Includes notes on using Apache Spark in general, notes on using Spark for Physics, how to run TPCDS on PySpark, how to create histograms with Spark, tools for performance testing CPUs, Jupyter notebooks examples for Spark, examples for Oracle and other DB systems.
Apache License 2.0
421 stars 147 forks source link

add jars to hbase server side #5

Open chenbodeng719 opened 1 year ago

chenbodeng719 commented 1 year ago

Add jars to hbase server side according to https://github.com/LucaCanali/Miscellaneous/blob/master/Spark_Notes/Spark_HBase_Connector.md. But it won't work for me. I get error as below. Please help me.

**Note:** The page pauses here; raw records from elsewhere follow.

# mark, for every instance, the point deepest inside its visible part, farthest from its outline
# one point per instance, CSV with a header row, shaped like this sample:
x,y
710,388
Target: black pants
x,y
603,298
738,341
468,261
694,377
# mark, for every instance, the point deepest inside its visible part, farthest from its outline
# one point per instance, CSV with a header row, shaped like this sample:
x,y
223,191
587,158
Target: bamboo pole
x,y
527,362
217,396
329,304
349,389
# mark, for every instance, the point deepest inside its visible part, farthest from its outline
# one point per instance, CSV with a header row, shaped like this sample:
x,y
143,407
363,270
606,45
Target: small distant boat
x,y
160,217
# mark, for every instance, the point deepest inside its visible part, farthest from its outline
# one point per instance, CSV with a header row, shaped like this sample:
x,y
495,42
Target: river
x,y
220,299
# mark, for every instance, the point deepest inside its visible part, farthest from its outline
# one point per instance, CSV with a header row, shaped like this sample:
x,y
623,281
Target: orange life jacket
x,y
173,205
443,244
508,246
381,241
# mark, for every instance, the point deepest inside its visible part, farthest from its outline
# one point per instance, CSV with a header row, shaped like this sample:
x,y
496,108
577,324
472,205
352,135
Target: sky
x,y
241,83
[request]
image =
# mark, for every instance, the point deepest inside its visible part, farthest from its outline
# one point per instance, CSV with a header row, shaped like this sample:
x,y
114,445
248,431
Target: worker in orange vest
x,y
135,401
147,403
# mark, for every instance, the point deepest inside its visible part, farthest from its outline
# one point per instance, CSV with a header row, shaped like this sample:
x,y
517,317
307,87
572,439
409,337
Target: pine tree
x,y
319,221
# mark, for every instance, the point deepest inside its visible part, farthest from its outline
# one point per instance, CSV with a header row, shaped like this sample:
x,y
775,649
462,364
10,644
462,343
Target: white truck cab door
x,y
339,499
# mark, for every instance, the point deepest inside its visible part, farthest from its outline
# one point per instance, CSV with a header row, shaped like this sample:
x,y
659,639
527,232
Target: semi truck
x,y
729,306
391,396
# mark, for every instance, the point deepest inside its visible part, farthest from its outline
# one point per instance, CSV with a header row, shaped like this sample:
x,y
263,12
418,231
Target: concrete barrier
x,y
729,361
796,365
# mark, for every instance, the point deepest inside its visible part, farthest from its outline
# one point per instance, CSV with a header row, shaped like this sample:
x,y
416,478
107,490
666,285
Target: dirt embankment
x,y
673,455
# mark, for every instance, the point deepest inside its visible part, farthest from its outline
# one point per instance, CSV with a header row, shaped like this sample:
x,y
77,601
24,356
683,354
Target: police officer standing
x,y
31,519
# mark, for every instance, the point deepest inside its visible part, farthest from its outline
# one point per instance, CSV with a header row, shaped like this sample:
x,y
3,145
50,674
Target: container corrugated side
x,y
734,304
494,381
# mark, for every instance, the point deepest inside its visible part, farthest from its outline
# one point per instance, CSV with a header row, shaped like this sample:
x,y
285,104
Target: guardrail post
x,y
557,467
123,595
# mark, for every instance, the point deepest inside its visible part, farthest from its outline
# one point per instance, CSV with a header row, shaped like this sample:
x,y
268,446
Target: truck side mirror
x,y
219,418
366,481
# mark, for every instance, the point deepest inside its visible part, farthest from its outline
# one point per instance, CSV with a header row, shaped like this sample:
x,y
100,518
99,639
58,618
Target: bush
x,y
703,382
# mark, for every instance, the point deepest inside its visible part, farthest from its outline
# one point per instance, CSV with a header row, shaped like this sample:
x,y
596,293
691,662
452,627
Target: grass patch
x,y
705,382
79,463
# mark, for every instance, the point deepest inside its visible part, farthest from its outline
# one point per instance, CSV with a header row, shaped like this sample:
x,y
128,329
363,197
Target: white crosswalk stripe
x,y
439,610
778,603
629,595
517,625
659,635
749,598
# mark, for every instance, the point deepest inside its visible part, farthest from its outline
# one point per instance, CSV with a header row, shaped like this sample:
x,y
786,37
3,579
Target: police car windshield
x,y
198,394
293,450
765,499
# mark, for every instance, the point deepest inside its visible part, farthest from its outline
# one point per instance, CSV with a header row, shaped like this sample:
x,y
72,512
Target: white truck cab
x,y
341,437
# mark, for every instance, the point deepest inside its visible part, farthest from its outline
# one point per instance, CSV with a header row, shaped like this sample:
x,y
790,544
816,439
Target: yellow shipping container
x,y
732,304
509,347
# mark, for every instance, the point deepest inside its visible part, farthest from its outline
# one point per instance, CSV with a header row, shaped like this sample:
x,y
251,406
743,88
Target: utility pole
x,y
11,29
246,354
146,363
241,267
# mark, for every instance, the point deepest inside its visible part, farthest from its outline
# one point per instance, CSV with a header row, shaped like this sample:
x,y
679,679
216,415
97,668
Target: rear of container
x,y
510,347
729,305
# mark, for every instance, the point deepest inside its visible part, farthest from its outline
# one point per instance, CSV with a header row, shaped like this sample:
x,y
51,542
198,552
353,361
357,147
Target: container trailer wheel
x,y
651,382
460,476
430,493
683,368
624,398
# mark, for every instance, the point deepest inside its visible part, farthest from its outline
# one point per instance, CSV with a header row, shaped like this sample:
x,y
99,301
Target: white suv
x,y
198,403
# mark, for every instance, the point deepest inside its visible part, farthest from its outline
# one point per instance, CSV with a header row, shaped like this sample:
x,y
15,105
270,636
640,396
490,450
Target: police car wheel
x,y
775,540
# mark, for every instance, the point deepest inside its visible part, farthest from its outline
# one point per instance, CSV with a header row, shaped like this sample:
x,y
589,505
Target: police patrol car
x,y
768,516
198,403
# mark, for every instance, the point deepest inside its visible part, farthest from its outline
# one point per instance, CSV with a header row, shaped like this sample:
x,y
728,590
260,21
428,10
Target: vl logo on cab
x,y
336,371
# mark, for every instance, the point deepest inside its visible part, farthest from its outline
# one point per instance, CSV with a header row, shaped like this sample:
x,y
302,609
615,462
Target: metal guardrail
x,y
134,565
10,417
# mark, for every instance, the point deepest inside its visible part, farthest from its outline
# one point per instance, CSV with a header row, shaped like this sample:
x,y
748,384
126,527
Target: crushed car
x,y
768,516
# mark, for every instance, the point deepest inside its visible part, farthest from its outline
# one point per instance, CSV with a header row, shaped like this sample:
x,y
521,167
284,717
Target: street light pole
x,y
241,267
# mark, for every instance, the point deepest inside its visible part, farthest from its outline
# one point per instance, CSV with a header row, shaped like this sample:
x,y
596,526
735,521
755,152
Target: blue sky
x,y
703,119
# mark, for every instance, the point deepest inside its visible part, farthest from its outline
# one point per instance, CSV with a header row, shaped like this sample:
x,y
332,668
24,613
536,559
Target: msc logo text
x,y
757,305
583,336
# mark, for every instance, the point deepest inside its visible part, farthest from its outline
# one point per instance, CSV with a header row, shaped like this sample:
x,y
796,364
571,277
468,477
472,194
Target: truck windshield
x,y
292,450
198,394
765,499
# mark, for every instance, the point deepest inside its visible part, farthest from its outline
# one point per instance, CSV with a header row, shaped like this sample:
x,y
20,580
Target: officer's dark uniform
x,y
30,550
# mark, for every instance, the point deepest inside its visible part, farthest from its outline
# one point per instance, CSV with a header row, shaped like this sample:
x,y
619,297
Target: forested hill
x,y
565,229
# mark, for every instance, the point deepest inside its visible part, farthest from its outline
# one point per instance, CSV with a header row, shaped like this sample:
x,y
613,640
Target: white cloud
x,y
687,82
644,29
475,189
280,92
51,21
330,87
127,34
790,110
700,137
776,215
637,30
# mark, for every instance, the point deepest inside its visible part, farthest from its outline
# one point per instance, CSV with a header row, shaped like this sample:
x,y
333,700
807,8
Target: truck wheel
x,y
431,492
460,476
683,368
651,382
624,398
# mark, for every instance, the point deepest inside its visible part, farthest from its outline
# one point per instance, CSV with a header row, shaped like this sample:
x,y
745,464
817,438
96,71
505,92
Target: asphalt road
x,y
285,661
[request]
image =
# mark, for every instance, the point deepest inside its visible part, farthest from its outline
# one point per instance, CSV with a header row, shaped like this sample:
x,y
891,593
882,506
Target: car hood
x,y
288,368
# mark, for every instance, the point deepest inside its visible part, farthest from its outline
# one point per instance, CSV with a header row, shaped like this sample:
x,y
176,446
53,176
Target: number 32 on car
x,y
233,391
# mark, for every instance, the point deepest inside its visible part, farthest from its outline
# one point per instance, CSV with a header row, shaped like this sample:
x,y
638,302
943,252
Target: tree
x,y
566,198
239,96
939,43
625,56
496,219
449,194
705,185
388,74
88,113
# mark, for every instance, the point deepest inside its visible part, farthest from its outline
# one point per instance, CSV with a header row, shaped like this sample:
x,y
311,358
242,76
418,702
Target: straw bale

java.lang.NoSuchMethodError: org.apache.hadoop.hbase.spark.protobuf.generated.SparkFilterProtos$SQLPredicatePushDownFilter$Builder.addValueFromQueryArray(Lorg/apache/hbase/thirdparty/com/google/protobuf/ByteString;)Lorg/apache/hadoop/hbase/spark/protobuf/generated/SparkFilterProtos$SQLPredicatePushDownFilter$Builder;
    at org.apache.hadoop.hbase.spark.SparkSQLPushDownFilter.toByteArray(SparkSQLPushDownFilter.java:257)
    at org.apache.hadoop.hbase.spark.datasources.SerializedFilter$.$anonfun$toSerializedTypedFilter$1(HBaseTableScanRDD.scala:273)
    at scala.Option.map(Option.scala:230)
    at org.apache.hadoop.hbase.spark.datasources.SerializedFilter$.toSerializedTypedFilter(HBaseTableScanRDD.scala:273)
    at org.apache.hadoop.hbase.spark.datasources.HBaseTableScanRDD.$anonfun$getPartitions$2(HBaseTableScanRDD.scala:85)
    at scala.collection.TraversableLike.$anonfun$flatMap$1(TraversableLike.scala:245)
    at scala.collection.IndexedSeqOptimized.foreach(IndexedSeqOptimized.scala:36)
    at scala.collection.IndexedSeqOptimized.foreach$(IndexedSeqOptimized.scala:33)
    at scala.collection.mutable.WrappedArray.foreach(WrappedArray.scala:38)
    at scala.collection.TraversableLike.flatMap(TraversableLike.scala:245)
    at scala.collection.TraversableLike.flatMap$(TraversableLike.scala:242)
    at scala.collection.AbstractTraversable.flatMap(Traversable.scala:108)
    at org.apache.hadoop.hbase.spark.datasources.HBaseTableScanRDD.getPartitions(HBaseTableScanRDD.scala:77)
LucaCanali commented 1 year ago

A few hints for troubleshooting:

chenbodeng719 commented 1 year ago

@LucaCanali

Did I miss something?

LucaCanali commented 1 year ago

On the client side:

chenbodeng719 commented 1 year ago

On the client side:

  • which version of Spark do you use?
  • do you run it with --jars $JAR1,$JAR2 --packages org.apache.hbase:hbase-shaded-mapreduce:2.4.9 ?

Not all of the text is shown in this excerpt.